# **Naive Bayes Classifier For Classifying Whether The Tumor Is Benign or Malignant**
***

**What is Naive Bayes algorithm?**

Naive Bayes is a classification technique based on Bayes’ Theorem(*Probability theory*) with an assumption that all the features that predicts the target value are independent of each other.
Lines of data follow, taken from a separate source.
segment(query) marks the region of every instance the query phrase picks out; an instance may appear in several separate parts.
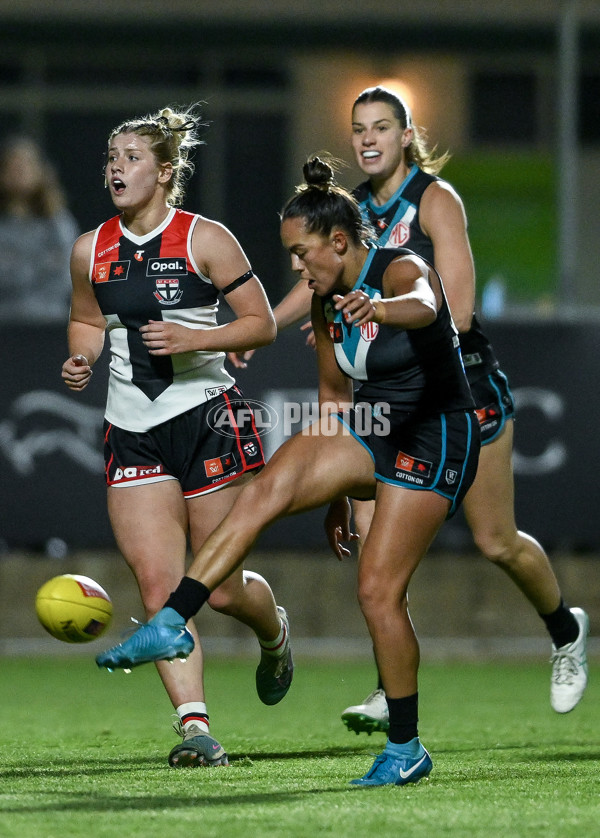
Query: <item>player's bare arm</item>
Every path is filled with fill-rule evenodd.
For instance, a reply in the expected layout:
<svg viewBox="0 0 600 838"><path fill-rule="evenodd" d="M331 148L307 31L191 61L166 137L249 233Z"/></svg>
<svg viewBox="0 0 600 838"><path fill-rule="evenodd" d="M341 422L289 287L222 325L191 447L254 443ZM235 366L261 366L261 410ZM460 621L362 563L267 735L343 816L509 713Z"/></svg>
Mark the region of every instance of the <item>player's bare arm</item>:
<svg viewBox="0 0 600 838"><path fill-rule="evenodd" d="M475 266L463 203L450 186L437 181L421 199L423 232L433 242L435 267L442 278L452 318L459 332L471 327L475 307Z"/></svg>

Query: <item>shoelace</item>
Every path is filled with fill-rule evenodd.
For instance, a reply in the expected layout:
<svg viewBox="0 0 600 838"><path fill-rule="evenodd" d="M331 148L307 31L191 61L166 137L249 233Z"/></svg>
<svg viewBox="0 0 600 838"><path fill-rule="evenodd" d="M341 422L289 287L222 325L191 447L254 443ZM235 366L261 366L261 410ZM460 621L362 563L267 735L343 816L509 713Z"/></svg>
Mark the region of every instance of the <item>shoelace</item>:
<svg viewBox="0 0 600 838"><path fill-rule="evenodd" d="M552 680L555 684L572 684L579 667L574 655L556 652L552 655Z"/></svg>

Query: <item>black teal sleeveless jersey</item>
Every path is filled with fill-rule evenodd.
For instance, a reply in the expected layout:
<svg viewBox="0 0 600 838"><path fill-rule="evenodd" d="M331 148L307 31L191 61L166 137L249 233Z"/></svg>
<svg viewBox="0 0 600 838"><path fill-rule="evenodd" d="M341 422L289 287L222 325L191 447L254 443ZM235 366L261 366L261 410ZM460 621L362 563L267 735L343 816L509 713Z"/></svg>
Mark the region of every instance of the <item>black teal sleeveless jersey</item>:
<svg viewBox="0 0 600 838"><path fill-rule="evenodd" d="M382 280L394 259L411 253L404 248L372 247L353 290L372 300L383 296ZM439 282L432 270L433 281ZM421 329L385 324L347 324L331 297L322 301L338 366L361 386L355 401L387 402L419 413L448 413L473 407L461 361L458 335L442 292L436 320Z"/></svg>
<svg viewBox="0 0 600 838"><path fill-rule="evenodd" d="M381 247L408 247L435 264L433 242L421 229L419 206L423 192L430 183L440 180L413 164L408 175L392 197L382 206L373 203L368 181L354 190L364 217L377 232ZM443 281L444 277L442 277ZM469 381L476 381L498 369L498 361L489 340L475 315L468 332L459 335L463 361Z"/></svg>
<svg viewBox="0 0 600 838"><path fill-rule="evenodd" d="M106 419L143 432L229 389L223 352L150 355L139 331L149 320L191 329L217 325L218 291L199 270L191 237L200 216L171 209L135 236L115 216L95 232L90 282L110 337Z"/></svg>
In simple terms, a Naive Bayes classifier assumes that the presence of a particular feature in a class is unrelated to the presence of any other feature in determining the target value.

> Naive Bayes model is easy to build and particularly useful for very large data sets. Along with simplicity, Naive Bayes is known to outperform even highly sophisticated classification methods.

Bayes theorem provides a way of calculating posterior probability P(c|x) - *(read as Probability of **c** given **x**)*,  from P(c), P(x) and P(x|c). Look at the equation below:
>
> $$\mathbf{P} \left({x \mid c} \right) = \frac{\mathbf{P} \left ({c \mid x} \right) \mathbf{P} \left({c} \right)}{\mathbf{P} \left( {x} \right)}$$

where,

* *x is set of features*
* *c is set of classes*
* P(c|x) is the posterior probability of class (c, target) given predictor (x, attributes).
* P(c) is the prior probability of class **c**.
* P(x|c) is the observation density or likelihood which is the probability of predictor(the query  **x**) given class.
* P(x) is the prior probability of predictor **x**, and it is also called as Evidence.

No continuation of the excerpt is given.